Madame le proviseur,
Nous avons reçu de nombreuses plaintes en provenance des parents d’élèves qui déclarent avoir été victimes de graves malversations lors dans la procédure d’admission de leurs enfants dans votre établissement. Certains ont été injustement éconduits après avoir accompli toutes les formalités requises et rempli toutes les conditions, pendant que d’autres ont été balancés au moyen de doublures de bulletins de notes, de faux et usages de faux avérés.
Premier exemple : cas de l’enfant Mago Oumbo Gisèle. Cette élève a d’abord reçu un bulletin de fin d’année avec la mention « ADMIS EN 3ème A ». Mais à la rentrée, elle est expulsée de la salle de classe car son nom ne figure pas sur les listes. Et lorsque le père intervient, le proviseur lui sert un autre bulletin, fabriqué précipitamment. Le nouveau bulletin porte plutôt la mention « EXCLU CD », ce qui voudrait dire que l’enfant a été chassée pour conduite. Or cette élève n’a jamais reçu ni avertissement, ni blâme, même pas une réprimande pour retard ni absence. La conclusion est simple
Deuxième cas : une bonne trentaine de parents, squattant à longueur de journée devant le portail du lycée, avec en main des fiches d’avis d’admission de leurs enfants bien remplies, mais que le proviseur refuse dorénavant de voir. Les noms des enfants figurent bien sur les listes affichées. Que se passe-t-il donc ?
Dans les deux cas, le proviseur a simplement offert les places au plus disant et au premier venu, et s’est vite retrouvé dans l’impossibilité d’honorer tous ses engagements. Conséquence elle frappe dans le lot, au hasard, en usant parfois, de son informaticien maison. La cellule informatique est en effet logée dans le bureau du proviseur et elle manipule les machines à souhait, se risquant ou ne trouvant aucune gêne à délivrer des doublures de bulletins contradictoires. Pour les anciens élèves, c’est très vite fait de chercher au bas du tableau, les moyennes faibles et les repêchés.
La situation du lycée de la cité verte est une honte inacceptable dans un contexte où le gouvernement prétend lutter contre la corruption. L’embêtant c’est que ces pratiques que l’on retrouver certainement ailleurs, est étalé au vu et au su de tous les professeurs, les cadres et les collaborateurs, lesquels pour leur silence, sont payés au prix de quelques places réservées également, vite revendues. Ce qui est plus choquant ici, c’est que la police est appelée en renfort pour mettre les enfants hors des classes, pendant que madame le proviseur confisque leurs sacs. Emmenés au commissariat, les enfants sont menacés, intimidés et mis en demeure de ne plus mettre les pieds au lycée. Le comicodi s’est rendu au commissariat le lundi 19 octobre, pour dire fermement aux policiers de ne plus jouer le jeu de ce proviseur.
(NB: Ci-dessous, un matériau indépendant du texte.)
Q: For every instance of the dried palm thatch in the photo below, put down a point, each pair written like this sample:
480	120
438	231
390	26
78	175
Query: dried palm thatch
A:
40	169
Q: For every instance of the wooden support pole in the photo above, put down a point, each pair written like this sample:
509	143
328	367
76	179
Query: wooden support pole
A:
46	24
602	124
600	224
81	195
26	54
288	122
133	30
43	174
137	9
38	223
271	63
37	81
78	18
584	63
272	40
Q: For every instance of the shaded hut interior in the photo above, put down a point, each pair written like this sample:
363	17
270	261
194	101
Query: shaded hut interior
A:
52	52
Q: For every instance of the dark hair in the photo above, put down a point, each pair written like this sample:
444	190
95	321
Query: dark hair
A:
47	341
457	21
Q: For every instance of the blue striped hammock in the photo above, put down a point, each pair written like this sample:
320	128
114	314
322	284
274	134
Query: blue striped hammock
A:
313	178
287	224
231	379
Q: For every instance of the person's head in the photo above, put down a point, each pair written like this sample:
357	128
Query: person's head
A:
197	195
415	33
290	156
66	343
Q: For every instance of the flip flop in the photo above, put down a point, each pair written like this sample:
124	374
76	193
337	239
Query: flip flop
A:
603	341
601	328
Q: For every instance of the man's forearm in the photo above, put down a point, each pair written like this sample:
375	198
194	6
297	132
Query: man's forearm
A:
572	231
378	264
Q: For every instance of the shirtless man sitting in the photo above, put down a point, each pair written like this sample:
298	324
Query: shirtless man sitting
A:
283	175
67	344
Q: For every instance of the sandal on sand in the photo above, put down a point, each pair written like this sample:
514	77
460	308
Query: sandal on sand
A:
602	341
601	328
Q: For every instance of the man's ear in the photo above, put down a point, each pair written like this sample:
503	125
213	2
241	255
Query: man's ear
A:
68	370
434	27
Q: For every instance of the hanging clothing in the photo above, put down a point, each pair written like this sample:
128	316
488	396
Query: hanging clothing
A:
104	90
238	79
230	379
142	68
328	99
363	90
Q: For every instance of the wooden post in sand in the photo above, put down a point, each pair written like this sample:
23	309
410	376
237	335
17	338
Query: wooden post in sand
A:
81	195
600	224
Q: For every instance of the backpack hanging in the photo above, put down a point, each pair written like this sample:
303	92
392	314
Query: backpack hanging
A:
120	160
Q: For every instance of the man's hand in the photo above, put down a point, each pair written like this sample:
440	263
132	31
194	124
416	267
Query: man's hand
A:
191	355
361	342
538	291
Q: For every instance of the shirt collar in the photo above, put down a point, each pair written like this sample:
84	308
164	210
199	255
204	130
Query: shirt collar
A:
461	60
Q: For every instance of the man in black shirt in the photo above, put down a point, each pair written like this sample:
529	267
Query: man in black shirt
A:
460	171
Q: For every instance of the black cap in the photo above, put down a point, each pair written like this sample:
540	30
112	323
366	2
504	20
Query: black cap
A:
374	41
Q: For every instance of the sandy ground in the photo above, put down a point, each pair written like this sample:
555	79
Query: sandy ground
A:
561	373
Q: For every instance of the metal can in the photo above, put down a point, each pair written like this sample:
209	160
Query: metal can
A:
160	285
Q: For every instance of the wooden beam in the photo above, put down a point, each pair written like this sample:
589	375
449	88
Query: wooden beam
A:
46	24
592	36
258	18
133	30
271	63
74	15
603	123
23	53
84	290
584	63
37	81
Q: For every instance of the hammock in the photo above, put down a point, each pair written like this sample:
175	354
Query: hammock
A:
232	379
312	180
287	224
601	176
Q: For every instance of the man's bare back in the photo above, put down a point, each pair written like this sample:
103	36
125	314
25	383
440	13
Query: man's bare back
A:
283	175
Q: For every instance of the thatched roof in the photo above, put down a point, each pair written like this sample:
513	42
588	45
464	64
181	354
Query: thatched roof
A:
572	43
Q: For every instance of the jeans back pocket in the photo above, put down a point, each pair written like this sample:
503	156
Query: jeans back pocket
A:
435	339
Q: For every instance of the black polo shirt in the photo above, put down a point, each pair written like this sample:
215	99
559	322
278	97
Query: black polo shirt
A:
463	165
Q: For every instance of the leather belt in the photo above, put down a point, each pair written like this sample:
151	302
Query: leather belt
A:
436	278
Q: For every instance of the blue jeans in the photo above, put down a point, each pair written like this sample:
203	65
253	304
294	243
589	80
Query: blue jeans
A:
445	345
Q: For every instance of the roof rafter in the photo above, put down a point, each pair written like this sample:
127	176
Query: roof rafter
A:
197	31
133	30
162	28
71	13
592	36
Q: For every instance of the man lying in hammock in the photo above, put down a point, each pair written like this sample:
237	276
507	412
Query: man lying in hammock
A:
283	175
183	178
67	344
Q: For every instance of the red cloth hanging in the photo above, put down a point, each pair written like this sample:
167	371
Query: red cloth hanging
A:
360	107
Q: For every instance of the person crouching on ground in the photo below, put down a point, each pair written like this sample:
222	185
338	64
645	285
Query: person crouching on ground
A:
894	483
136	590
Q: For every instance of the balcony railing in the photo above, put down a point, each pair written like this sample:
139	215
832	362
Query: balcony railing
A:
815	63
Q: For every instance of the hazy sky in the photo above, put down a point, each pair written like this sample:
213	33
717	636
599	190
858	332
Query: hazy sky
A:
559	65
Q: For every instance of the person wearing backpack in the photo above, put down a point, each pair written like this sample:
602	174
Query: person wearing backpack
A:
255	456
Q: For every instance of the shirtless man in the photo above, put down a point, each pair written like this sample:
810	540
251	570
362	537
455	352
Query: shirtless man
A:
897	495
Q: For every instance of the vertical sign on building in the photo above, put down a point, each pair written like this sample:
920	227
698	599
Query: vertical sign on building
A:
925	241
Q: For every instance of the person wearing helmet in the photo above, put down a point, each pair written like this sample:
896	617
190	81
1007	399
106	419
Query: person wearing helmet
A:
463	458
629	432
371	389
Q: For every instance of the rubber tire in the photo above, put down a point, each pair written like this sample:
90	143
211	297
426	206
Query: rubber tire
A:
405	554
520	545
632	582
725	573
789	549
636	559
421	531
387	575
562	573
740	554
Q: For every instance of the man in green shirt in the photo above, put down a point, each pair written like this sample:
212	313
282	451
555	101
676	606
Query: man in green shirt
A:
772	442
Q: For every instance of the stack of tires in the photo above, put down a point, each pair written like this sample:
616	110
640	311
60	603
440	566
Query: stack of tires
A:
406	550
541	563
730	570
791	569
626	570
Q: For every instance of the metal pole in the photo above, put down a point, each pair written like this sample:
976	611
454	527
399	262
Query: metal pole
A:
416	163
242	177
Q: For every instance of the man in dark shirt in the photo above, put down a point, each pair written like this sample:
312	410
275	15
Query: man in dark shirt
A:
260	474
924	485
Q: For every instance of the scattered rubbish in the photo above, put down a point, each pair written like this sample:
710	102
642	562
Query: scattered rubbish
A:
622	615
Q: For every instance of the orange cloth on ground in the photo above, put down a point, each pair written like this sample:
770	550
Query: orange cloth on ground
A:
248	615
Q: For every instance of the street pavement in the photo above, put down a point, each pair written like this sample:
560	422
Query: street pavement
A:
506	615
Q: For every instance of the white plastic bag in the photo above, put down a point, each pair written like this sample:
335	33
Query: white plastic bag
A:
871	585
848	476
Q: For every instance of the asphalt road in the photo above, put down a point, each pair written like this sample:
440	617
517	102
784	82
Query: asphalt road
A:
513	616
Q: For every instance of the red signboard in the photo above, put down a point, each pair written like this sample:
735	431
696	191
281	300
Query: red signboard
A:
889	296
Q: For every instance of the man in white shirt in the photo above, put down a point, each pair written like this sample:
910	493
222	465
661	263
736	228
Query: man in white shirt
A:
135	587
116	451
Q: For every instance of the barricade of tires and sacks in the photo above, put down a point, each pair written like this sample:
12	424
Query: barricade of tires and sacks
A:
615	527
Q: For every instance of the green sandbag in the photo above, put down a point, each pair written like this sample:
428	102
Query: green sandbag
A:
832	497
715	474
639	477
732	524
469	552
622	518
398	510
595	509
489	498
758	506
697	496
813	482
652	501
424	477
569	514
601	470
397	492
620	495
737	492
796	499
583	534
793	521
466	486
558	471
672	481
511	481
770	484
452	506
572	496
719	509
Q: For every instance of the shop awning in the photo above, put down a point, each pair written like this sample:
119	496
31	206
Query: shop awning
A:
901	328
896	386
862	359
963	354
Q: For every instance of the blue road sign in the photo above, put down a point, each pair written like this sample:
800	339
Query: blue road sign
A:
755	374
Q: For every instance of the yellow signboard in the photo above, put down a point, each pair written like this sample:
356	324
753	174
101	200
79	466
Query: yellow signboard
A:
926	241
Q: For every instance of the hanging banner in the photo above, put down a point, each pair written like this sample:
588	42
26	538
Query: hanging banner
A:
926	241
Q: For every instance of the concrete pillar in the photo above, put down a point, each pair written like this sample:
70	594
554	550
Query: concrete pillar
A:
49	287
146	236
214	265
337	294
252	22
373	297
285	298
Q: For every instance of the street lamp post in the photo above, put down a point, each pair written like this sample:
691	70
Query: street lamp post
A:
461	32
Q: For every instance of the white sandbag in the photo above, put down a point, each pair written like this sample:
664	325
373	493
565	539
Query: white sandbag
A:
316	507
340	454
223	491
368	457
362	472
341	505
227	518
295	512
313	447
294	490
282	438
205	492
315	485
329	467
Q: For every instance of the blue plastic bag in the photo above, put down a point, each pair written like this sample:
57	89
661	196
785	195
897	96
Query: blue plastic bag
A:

Parce que les lycées comme ceux de la cité verte sont aujourd’hui des centre commerciaux plus florissants que les supermarchés, l’essentiel n’est plus dans l’éducation des enfants, ni dans la formation du citoyen. L’important c’est de préparer l’argent pour aller voir le ministre ou ses collaborateurs. L’opinion sait que les postes de proviseur des lycées se négocient souvent à pris d’or, et l’on comprend que l’explication de l’impunité se trouve sans doute dans la logique de rentabiliser l’investissement consenti pour la nomination ou pour le maintien.
La commission exige qu’une enquête soit diligentée au plus vite sur la situation du lycée de la cité verte. Nous avions déjà dénoncé presque les mêmes faits pour le Lycée de Déido à Douala, mais sans suite. C’est par l’éducation que l’on prépare la plus insoutenable des destructions d’un pays à travers le formatage des enfants dans des pratiques diaboliques, l’abandon, la démission, l’insouciance. Pourquoi s’étonnerait-on que certains proviseurs lancent des grands chantiers entre octobre et décembre ? On trouve ici la justification de l’échec massif aux examens de fin d’année, avec le BAC, le BTS, le BEPC (toutes les séries confondues) qui n’atteignent point 50%. Les enquêtes s’imposent, sous peine pour ceux qui supervisent ces délinquants qui tiennent la craie, d’avoir à répondre en leur lieu et place tôt ou tard.
Dans l’attente, la commission rappelle que l’inaction permanente de l’autorité publique, conduira à terme à l’irruption des parents dans des élans de justice populaire.
Avec, monsieur le premier Ministre, les assurances de notre haute considération./.